STAR to sell German cable business for €608m

The UK-based fund manager stands to reap a 2x return multiple on its investment in the company, which it acquired in 2010 through a secondary deal.

STAR Capital Partners (STAR) has agreed to sell Pepcom, Germany’s fourth-largest cable operator, to rival telecoms group Tele Colombus.

The €608 million transaction values the business at a 10.0x EBITDA multiple, based on the last 12 months through to June 2015, and at 9.5x the forecasted EBITDA for 2015. A source with knowledge of the deal told Infrastructure Investor that STAR was set to make a 2x return on its initial investment, which is currently held in its €581 million, five-year-old Fund II.

The deal has been agreed by the board of Tele Columbus, subject to shareholders approving the required equity raising.
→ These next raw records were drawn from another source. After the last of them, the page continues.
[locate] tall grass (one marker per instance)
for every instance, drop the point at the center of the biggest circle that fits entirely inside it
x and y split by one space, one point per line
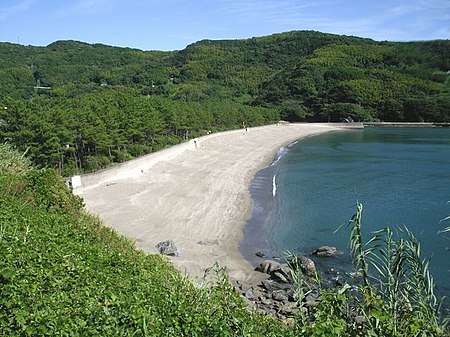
397 286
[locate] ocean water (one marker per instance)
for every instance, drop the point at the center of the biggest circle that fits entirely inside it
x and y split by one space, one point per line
401 176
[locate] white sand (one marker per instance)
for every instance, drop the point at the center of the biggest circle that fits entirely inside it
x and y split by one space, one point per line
196 195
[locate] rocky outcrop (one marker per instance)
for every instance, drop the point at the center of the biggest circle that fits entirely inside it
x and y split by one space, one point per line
278 295
326 251
168 248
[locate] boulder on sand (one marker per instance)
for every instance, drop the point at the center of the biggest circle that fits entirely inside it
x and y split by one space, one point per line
326 251
267 266
168 248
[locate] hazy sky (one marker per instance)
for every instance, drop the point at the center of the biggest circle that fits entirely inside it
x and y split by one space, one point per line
173 24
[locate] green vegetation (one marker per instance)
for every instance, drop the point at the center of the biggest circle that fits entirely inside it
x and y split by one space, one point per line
80 107
63 273
392 294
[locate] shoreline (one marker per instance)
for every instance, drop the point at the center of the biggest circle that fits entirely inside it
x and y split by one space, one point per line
195 193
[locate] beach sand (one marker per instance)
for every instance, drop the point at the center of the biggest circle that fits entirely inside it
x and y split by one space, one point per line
196 194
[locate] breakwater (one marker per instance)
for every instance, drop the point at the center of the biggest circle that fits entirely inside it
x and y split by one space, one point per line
406 125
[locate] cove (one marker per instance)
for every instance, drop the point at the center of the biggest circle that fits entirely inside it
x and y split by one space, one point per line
401 176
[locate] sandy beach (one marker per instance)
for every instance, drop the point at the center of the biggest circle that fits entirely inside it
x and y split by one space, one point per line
195 193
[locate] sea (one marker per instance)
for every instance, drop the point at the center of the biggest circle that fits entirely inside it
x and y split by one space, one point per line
307 196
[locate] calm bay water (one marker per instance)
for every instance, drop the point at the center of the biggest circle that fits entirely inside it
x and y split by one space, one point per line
401 176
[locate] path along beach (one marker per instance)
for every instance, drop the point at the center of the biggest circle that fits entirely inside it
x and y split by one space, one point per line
195 193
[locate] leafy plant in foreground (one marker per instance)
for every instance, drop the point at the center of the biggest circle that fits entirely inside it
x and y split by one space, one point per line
397 287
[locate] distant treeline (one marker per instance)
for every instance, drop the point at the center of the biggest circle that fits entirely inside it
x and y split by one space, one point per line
79 107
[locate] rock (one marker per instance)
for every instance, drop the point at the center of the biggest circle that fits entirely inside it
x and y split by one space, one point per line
259 254
279 276
272 285
267 266
208 242
278 296
168 248
327 251
306 265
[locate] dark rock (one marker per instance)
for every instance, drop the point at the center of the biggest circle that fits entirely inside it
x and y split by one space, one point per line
305 264
271 285
267 266
259 254
168 248
327 251
208 242
279 276
278 296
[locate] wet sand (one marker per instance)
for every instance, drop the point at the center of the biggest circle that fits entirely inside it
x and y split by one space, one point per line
194 193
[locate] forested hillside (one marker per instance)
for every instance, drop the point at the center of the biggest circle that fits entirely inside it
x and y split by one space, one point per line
79 107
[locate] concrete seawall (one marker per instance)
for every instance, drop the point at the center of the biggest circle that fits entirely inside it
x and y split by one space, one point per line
406 125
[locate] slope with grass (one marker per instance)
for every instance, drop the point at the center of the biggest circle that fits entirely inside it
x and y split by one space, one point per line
63 273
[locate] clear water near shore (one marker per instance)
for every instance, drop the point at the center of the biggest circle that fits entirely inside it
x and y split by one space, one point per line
401 176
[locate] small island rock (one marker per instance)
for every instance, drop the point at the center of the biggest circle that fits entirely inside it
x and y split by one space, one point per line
326 251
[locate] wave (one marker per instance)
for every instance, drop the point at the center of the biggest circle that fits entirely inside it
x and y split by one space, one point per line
274 185
280 153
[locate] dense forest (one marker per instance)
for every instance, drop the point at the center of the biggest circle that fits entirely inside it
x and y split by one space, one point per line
79 107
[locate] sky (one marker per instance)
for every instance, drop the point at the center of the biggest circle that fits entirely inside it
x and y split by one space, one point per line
174 24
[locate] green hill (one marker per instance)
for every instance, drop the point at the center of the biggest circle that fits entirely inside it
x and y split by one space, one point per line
80 107
63 273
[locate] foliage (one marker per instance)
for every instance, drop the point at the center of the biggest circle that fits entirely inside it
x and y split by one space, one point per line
63 273
80 107
11 161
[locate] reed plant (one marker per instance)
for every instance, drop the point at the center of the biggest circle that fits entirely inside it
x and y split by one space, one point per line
395 281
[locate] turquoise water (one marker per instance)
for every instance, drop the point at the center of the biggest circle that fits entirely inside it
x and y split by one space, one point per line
401 176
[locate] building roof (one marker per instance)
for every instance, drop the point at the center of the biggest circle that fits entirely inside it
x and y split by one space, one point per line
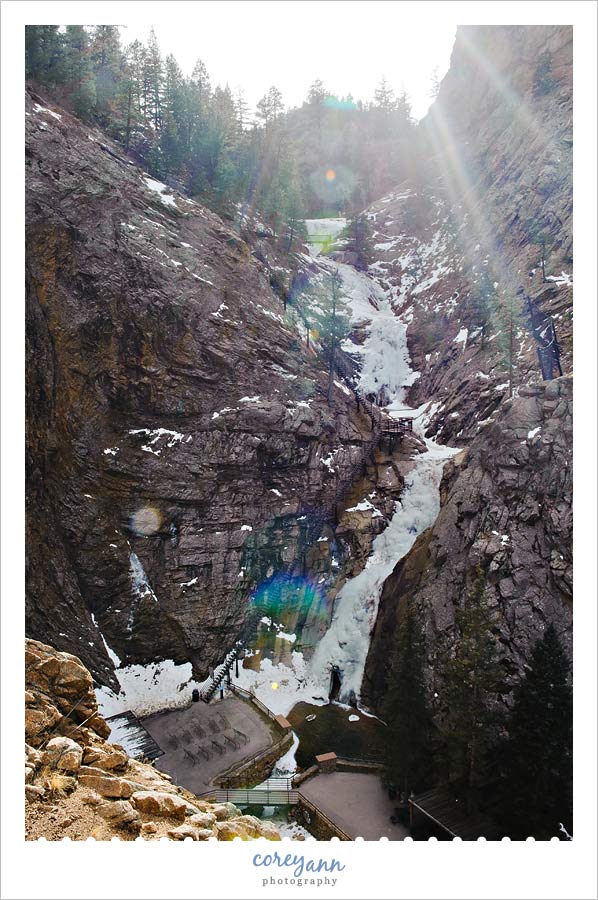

STAR acquired Pepcom in 2010 from London-based buyout firms GMT Communications Partners and Veronis Suhler Stevenson. According to reports published at the time, the company accrued revenues of about €69 million in 2008 and posted a loss of more than €6.1 million the year before.

STAR claims that Pepcom now has a customer base of more than 580,000 unique subscribers, with a network passing 1.6 million homes and 1,600 business customers.

The firm says the company has seen its revenue and EBITDA respectively grow 15 percent and 10 percent annually on average since 2010. Revenues for the year to 31 December 2014, which reached €126.3 million, generated earnings of €57.3 million.

This performance was achieved by expanding the company’s geographical footprint through organic growth and acquisitions, according to STAR, as well as through developing sales of triple play products (telephony, high-speed internet and TV).

Last January, the firm exited its stake in UK rail lessor Eversholt alongside London-listed 3i Infrastructure, US-headquartered Morgan Stanley Infrastructure Partners and Dutch pension administrator PGGM through a transaction that valued the company at £2.5 billion (€3.4 billion; $3.8 billion). Sources close to the matter confirmed at the time that 3i and STAR earned respective return multiples of 3.3x and 3.4x on the deal.

STAR II Fund had previously sold its stakes in German nursing home operator Alloheim and drilling rig equipment maker Blohm + Voss Oil Tools, to US buyout firm The Carlyle Group and oilfield products business Forum Energy Technologies respectively, in 2013.